= Lucie Dadat =

French artist

Lucie Dadat (1908–1991) was a French enamellist active in Limoges.

Dadat studied at the École Nationale des Arts Décoratifs de Limoges, now the École nationale supérieure d'art de Limoges. She joined the workshop of ceramicist Camille Fauré (1874–1956) in 1928 when the boutique was at 31, rue des Tanneries in Limoges. (Note: In 1920 Fauré and Alexandre Marty invented the flamed - frosted relief enamel technique in their atélier. They took part in the International Exhibition of Modern Decorative and Industrial Arts in 1925 in Paris.
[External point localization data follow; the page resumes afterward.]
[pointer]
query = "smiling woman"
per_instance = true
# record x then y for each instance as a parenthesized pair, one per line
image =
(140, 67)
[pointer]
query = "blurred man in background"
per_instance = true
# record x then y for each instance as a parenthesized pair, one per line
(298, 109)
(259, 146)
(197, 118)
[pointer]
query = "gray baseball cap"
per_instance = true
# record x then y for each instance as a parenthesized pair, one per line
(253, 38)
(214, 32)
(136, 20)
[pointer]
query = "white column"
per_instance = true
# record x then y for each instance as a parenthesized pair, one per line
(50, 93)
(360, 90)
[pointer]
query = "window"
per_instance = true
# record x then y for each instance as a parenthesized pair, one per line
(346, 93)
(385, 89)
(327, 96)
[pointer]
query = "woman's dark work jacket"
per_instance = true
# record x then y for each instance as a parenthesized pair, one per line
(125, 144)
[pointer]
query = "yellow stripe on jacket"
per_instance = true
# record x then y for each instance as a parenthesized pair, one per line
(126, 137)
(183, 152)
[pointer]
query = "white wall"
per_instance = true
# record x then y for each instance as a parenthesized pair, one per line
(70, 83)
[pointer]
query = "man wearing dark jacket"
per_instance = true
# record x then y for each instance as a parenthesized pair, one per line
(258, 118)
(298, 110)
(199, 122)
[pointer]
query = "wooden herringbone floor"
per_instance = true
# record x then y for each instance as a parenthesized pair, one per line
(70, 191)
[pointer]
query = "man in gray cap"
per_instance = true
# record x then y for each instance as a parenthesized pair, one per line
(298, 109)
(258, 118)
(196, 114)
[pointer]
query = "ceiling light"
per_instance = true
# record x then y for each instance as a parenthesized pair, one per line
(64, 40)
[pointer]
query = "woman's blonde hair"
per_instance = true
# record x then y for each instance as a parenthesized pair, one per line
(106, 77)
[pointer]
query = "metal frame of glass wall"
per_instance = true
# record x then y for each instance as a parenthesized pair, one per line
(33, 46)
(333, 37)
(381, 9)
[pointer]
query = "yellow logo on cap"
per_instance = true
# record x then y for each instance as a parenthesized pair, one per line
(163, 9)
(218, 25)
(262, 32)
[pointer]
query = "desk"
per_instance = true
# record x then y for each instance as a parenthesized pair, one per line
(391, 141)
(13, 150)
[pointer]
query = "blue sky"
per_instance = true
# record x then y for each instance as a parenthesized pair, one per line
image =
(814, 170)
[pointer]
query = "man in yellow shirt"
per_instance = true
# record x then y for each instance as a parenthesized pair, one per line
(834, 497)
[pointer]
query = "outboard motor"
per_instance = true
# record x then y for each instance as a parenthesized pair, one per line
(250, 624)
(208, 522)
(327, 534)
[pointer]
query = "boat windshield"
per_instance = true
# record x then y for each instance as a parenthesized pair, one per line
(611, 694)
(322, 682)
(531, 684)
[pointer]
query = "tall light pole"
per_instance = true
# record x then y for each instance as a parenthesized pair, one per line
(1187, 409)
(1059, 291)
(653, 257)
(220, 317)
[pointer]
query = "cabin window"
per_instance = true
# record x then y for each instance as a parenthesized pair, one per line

The two parted around that time and Fauré hired five enamellists in 1925 who were given freedom of creation under the brand "C. Fauré Limoges". Amongst the enamellists was Pierre Bardy who became Dadat's husband. Others were Louis Valade, Marcelle Decouty-Védrenne and Jeanne Soubourou (1879-1968).)

== Sources ==
- Michel C. Kiener: "Les emaux art deco de l'atélier Fauré", Editions Culture et Patrimoine en Limousin, 2016.
- Michel C. Kiener: "Limoges en Art déco, Les vases de cuivre émaillé de l’atelier Fauré", pp. 146 - 155.
- Alberto Shayo: "Camille Fauré: Limoges Art Deco Enamels: the Geometry of Joy", Antique Collectors' Club, 2007, pp. 28 & 29.